In studying these baseline skills, he raised his score to around a 1200 on the practice tests he was taking after about four weeks. That was when we shifted our focus to what we call ‘execution strategies.” When he initially took the math sections, he would occasionally get stuck on a problem and spend up to 5 or 10 minutes attempting to solve it using long-hand methods, without the necessary shortcuts (such as the rules for a 45-45-90 triangle for instance). As a result, he would either run out of time on a section and miss the last few problems altogether, or have to rush through the final problems without sufficient time.

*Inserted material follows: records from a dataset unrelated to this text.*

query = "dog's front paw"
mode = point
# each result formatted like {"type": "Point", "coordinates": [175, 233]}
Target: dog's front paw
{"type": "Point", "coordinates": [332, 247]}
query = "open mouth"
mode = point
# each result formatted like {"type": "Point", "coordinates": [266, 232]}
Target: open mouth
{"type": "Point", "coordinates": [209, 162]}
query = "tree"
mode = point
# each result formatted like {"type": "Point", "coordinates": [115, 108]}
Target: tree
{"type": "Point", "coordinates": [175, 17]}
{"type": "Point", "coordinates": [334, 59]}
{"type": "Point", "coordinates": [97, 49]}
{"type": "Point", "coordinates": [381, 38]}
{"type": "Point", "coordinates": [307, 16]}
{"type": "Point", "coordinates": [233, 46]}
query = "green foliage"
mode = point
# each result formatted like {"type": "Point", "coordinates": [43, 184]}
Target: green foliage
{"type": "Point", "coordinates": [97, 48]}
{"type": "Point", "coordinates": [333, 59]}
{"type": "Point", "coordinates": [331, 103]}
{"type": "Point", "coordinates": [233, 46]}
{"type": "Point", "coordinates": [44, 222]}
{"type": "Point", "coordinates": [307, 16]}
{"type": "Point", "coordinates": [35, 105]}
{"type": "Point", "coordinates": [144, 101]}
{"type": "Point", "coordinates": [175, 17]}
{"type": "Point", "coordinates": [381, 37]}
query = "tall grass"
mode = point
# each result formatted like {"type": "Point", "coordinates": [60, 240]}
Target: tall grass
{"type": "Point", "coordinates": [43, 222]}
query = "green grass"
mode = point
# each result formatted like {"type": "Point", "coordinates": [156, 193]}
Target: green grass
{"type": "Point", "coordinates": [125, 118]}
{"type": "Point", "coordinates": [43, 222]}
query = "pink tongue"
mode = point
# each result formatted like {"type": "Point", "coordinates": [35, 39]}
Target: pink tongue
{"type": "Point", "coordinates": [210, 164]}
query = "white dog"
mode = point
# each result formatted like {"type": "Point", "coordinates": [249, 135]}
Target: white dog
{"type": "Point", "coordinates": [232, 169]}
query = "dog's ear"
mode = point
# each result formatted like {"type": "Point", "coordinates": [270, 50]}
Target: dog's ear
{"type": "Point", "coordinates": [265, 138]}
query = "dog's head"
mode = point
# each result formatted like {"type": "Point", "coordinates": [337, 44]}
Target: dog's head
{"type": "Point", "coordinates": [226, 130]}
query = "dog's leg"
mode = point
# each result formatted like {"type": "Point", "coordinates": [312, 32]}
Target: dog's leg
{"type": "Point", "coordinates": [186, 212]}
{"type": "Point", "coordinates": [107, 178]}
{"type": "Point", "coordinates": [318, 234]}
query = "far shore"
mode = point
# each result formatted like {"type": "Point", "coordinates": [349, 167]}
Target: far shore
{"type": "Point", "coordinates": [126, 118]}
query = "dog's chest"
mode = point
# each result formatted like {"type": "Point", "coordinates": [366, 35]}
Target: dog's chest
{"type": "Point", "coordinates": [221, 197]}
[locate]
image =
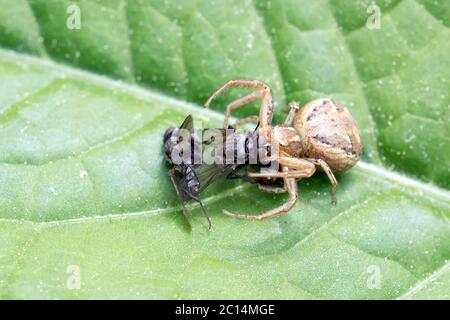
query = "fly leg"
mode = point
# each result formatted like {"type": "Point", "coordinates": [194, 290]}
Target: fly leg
{"type": "Point", "coordinates": [298, 168]}
{"type": "Point", "coordinates": [179, 195]}
{"type": "Point", "coordinates": [244, 121]}
{"type": "Point", "coordinates": [271, 189]}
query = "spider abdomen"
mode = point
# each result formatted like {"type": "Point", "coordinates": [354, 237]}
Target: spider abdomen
{"type": "Point", "coordinates": [329, 132]}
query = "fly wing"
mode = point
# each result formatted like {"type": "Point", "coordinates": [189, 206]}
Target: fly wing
{"type": "Point", "coordinates": [207, 173]}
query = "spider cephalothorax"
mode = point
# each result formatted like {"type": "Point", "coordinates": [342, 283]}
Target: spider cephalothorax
{"type": "Point", "coordinates": [322, 134]}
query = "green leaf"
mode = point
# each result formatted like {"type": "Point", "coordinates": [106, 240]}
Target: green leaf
{"type": "Point", "coordinates": [84, 188]}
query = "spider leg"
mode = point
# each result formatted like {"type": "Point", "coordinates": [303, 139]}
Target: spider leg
{"type": "Point", "coordinates": [291, 187]}
{"type": "Point", "coordinates": [294, 106]}
{"type": "Point", "coordinates": [324, 166]}
{"type": "Point", "coordinates": [264, 92]}
{"type": "Point", "coordinates": [201, 205]}
{"type": "Point", "coordinates": [244, 121]}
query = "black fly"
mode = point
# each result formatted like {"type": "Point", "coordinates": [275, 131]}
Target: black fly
{"type": "Point", "coordinates": [189, 176]}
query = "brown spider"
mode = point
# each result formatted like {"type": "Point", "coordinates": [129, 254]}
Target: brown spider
{"type": "Point", "coordinates": [322, 135]}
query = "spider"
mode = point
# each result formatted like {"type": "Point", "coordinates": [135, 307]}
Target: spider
{"type": "Point", "coordinates": [321, 135]}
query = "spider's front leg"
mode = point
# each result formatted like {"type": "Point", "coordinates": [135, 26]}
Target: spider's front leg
{"type": "Point", "coordinates": [291, 187]}
{"type": "Point", "coordinates": [264, 93]}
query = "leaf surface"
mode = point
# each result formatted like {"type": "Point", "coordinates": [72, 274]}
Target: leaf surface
{"type": "Point", "coordinates": [84, 184]}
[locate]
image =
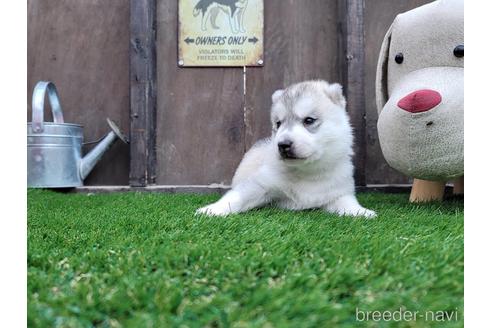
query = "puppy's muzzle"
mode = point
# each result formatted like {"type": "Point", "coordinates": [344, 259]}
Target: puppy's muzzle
{"type": "Point", "coordinates": [286, 149]}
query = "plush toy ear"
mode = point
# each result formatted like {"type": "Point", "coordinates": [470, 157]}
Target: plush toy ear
{"type": "Point", "coordinates": [335, 93]}
{"type": "Point", "coordinates": [382, 72]}
{"type": "Point", "coordinates": [276, 95]}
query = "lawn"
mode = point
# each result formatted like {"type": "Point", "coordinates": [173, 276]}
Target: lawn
{"type": "Point", "coordinates": [144, 260]}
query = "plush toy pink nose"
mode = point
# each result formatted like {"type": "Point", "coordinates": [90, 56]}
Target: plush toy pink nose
{"type": "Point", "coordinates": [420, 101]}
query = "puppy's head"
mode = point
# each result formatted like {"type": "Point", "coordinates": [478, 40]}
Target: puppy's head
{"type": "Point", "coordinates": [310, 122]}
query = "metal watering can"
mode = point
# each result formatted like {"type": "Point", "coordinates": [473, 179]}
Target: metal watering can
{"type": "Point", "coordinates": [54, 149]}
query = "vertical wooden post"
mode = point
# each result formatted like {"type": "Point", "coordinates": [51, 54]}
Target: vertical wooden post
{"type": "Point", "coordinates": [142, 92]}
{"type": "Point", "coordinates": [351, 30]}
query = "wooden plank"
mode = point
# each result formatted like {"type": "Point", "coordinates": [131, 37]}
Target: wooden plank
{"type": "Point", "coordinates": [200, 114]}
{"type": "Point", "coordinates": [82, 46]}
{"type": "Point", "coordinates": [355, 83]}
{"type": "Point", "coordinates": [143, 92]}
{"type": "Point", "coordinates": [221, 189]}
{"type": "Point", "coordinates": [378, 17]}
{"type": "Point", "coordinates": [300, 44]}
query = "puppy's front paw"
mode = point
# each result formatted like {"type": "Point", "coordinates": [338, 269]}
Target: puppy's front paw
{"type": "Point", "coordinates": [369, 214]}
{"type": "Point", "coordinates": [357, 211]}
{"type": "Point", "coordinates": [213, 210]}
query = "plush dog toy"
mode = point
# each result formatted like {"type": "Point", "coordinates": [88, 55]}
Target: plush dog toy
{"type": "Point", "coordinates": [419, 95]}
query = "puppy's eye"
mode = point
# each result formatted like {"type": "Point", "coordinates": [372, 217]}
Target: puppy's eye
{"type": "Point", "coordinates": [459, 51]}
{"type": "Point", "coordinates": [309, 121]}
{"type": "Point", "coordinates": [399, 58]}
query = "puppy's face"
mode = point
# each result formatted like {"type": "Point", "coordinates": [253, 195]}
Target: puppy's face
{"type": "Point", "coordinates": [309, 122]}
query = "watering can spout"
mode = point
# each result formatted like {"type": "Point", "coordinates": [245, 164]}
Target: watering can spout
{"type": "Point", "coordinates": [90, 160]}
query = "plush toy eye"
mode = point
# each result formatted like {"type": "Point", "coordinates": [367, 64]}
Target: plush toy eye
{"type": "Point", "coordinates": [459, 51]}
{"type": "Point", "coordinates": [399, 58]}
{"type": "Point", "coordinates": [309, 121]}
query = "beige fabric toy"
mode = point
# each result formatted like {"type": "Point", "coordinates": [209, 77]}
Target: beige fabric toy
{"type": "Point", "coordinates": [419, 95]}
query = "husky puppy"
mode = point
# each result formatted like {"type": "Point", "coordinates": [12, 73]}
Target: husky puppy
{"type": "Point", "coordinates": [234, 9]}
{"type": "Point", "coordinates": [306, 163]}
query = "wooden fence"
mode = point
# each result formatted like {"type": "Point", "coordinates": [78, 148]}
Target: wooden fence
{"type": "Point", "coordinates": [191, 126]}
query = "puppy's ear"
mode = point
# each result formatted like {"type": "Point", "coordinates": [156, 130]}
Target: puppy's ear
{"type": "Point", "coordinates": [276, 95]}
{"type": "Point", "coordinates": [335, 93]}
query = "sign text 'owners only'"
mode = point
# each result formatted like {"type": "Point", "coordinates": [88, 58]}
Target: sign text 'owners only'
{"type": "Point", "coordinates": [220, 33]}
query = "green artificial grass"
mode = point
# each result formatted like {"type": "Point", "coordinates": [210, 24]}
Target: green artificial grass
{"type": "Point", "coordinates": [144, 260]}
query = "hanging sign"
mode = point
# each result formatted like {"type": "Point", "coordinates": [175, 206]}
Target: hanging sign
{"type": "Point", "coordinates": [220, 33]}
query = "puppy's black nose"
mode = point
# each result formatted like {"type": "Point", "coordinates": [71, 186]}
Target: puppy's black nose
{"type": "Point", "coordinates": [285, 146]}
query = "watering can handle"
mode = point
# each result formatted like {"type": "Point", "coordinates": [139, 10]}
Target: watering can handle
{"type": "Point", "coordinates": [38, 105]}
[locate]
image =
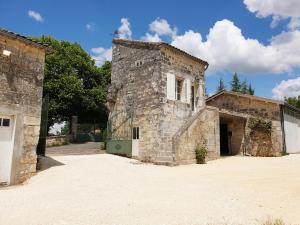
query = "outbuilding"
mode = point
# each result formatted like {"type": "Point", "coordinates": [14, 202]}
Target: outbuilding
{"type": "Point", "coordinates": [255, 125]}
{"type": "Point", "coordinates": [22, 63]}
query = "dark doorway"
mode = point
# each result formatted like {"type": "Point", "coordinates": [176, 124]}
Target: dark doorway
{"type": "Point", "coordinates": [224, 148]}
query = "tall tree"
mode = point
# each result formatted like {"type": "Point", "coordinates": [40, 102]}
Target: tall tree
{"type": "Point", "coordinates": [250, 90]}
{"type": "Point", "coordinates": [235, 83]}
{"type": "Point", "coordinates": [244, 87]}
{"type": "Point", "coordinates": [294, 101]}
{"type": "Point", "coordinates": [221, 86]}
{"type": "Point", "coordinates": [75, 85]}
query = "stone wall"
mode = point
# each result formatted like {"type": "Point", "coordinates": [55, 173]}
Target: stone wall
{"type": "Point", "coordinates": [21, 78]}
{"type": "Point", "coordinates": [52, 141]}
{"type": "Point", "coordinates": [139, 88]}
{"type": "Point", "coordinates": [242, 107]}
{"type": "Point", "coordinates": [203, 129]}
{"type": "Point", "coordinates": [135, 94]}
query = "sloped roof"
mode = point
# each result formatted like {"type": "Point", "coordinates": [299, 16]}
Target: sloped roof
{"type": "Point", "coordinates": [24, 39]}
{"type": "Point", "coordinates": [157, 45]}
{"type": "Point", "coordinates": [245, 96]}
{"type": "Point", "coordinates": [283, 103]}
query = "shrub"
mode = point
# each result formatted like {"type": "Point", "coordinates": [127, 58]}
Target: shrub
{"type": "Point", "coordinates": [201, 152]}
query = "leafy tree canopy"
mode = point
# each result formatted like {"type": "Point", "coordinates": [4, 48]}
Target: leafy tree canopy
{"type": "Point", "coordinates": [244, 87]}
{"type": "Point", "coordinates": [75, 85]}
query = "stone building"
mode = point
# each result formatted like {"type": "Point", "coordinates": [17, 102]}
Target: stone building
{"type": "Point", "coordinates": [21, 77]}
{"type": "Point", "coordinates": [240, 112]}
{"type": "Point", "coordinates": [157, 104]}
{"type": "Point", "coordinates": [159, 113]}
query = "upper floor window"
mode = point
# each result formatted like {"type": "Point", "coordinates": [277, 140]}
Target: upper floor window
{"type": "Point", "coordinates": [4, 122]}
{"type": "Point", "coordinates": [178, 88]}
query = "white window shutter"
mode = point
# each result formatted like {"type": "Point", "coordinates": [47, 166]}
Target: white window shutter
{"type": "Point", "coordinates": [171, 86]}
{"type": "Point", "coordinates": [188, 91]}
{"type": "Point", "coordinates": [183, 91]}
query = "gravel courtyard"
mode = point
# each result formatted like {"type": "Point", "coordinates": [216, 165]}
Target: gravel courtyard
{"type": "Point", "coordinates": [107, 189]}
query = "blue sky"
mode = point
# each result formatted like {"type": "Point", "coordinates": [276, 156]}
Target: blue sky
{"type": "Point", "coordinates": [240, 31]}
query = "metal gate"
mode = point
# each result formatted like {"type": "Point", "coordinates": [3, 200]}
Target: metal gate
{"type": "Point", "coordinates": [41, 147]}
{"type": "Point", "coordinates": [119, 137]}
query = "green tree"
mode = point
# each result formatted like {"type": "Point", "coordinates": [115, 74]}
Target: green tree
{"type": "Point", "coordinates": [235, 83]}
{"type": "Point", "coordinates": [221, 86]}
{"type": "Point", "coordinates": [244, 87]}
{"type": "Point", "coordinates": [294, 101]}
{"type": "Point", "coordinates": [75, 85]}
{"type": "Point", "coordinates": [251, 90]}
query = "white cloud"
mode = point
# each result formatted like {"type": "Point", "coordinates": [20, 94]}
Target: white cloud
{"type": "Point", "coordinates": [278, 9]}
{"type": "Point", "coordinates": [90, 27]}
{"type": "Point", "coordinates": [287, 88]}
{"type": "Point", "coordinates": [162, 27]}
{"type": "Point", "coordinates": [124, 31]}
{"type": "Point", "coordinates": [100, 55]}
{"type": "Point", "coordinates": [157, 28]}
{"type": "Point", "coordinates": [35, 15]}
{"type": "Point", "coordinates": [225, 48]}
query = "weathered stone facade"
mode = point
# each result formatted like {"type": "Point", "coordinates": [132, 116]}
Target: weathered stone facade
{"type": "Point", "coordinates": [236, 109]}
{"type": "Point", "coordinates": [21, 78]}
{"type": "Point", "coordinates": [139, 93]}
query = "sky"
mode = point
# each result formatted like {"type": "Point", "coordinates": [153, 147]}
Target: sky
{"type": "Point", "coordinates": [257, 39]}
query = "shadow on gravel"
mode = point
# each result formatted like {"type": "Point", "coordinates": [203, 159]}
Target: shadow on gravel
{"type": "Point", "coordinates": [46, 162]}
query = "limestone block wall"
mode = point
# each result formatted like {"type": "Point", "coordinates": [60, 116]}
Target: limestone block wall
{"type": "Point", "coordinates": [202, 128]}
{"type": "Point", "coordinates": [247, 107]}
{"type": "Point", "coordinates": [136, 90]}
{"type": "Point", "coordinates": [21, 78]}
{"type": "Point", "coordinates": [139, 88]}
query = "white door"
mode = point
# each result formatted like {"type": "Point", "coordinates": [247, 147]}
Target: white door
{"type": "Point", "coordinates": [7, 125]}
{"type": "Point", "coordinates": [135, 141]}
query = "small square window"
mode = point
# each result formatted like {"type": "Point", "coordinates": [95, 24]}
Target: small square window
{"type": "Point", "coordinates": [178, 88]}
{"type": "Point", "coordinates": [5, 122]}
{"type": "Point", "coordinates": [135, 133]}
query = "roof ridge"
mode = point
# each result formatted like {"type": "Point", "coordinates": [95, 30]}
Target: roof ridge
{"type": "Point", "coordinates": [24, 38]}
{"type": "Point", "coordinates": [244, 95]}
{"type": "Point", "coordinates": [158, 44]}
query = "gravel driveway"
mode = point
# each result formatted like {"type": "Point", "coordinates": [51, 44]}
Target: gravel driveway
{"type": "Point", "coordinates": [107, 189]}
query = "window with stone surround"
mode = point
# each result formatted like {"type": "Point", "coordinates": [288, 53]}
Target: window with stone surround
{"type": "Point", "coordinates": [178, 88]}
{"type": "Point", "coordinates": [4, 122]}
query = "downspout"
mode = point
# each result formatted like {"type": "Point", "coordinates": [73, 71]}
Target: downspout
{"type": "Point", "coordinates": [282, 128]}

Several things helped him address this issue for math: first, we spent several weeks just covering popular short-cut methods in the problem types he was likely to encounter: various geometric rules, etc. We also spent time identifying and executing a backwards solution method by substituting in answer choices strategically in some problem types. Again, as with the reading section, identifying the question type and the topics that the test makers were querying brings you 90% of the way towards solving it. Lastly, we worked on developing an innate timer that would signal to him that it was time to take a guess, move on to another problem or skip the problem altogether based on how many answer choices had been eliminated and remaining time.

After 12 weeks, our ideal prep time coincidentally, Thad was ready for the real deal, and he took it on the first Saturday in December. We covered some preparation of the body and mind during the final week: best nutrition, sleep and mindfulness practices. It is, after all, a test of mental endurance as much as anything else. Putting one negative sign in the wrong place is not an issue of understanding but one of concentration, a highly undervalued part of achieving a particular score. He got a 1340 on his first official test, which was amazing for him, but was actually mildly disappointed, so much had his expectations for himself changed over the course of the fall. While he was set for scholarships, he signed up to take the test again. He now sought to score over 1400 to improve his chances with Ivys. He had his heart set on UPenn by that point. With superscoring (the ability to mix and match sectional scores for the best overall score) in effect, he achieved that goal in the spring, landing a 1440 composite score when all said and done.

The next year, to little surprise given his status as a highly recruited athlete, he received admission to UPenn. The higher score certainly didn’t hurt his admission certainly, but going over 1400 wasn’t really necessary. He had done it for pride at that point, with his heart involved in the prep work, it was about something more than just the tipping point for the scholarship, it was about dominating the test. His satisfaction in discussing it was obvious. Though bashful in discussing it, you could tell he felt pretty good about himself, especially given that he had worked his tail off to get there and would not be stopped. We still tutor with Thad, though he has done less now that he has acclimated to the expectations academically at UPenn.

These are the stories that continually remind me of the palpable results of hard work, with test prep perhaps more than any other task. With tangible methods put in front of a student, the upside for achievement is almost limitless. You can complain about the SAT for fairness until you’re inflated with indignity, but at the end of the day, one has to admit it does ultimately test the ability overcome adversity. He had faced the crucible of disappointment in his first diagnostic but rose flexing like a phoenix to conquer that storied mountain. Give me more of those stories, please. They last a lifetime.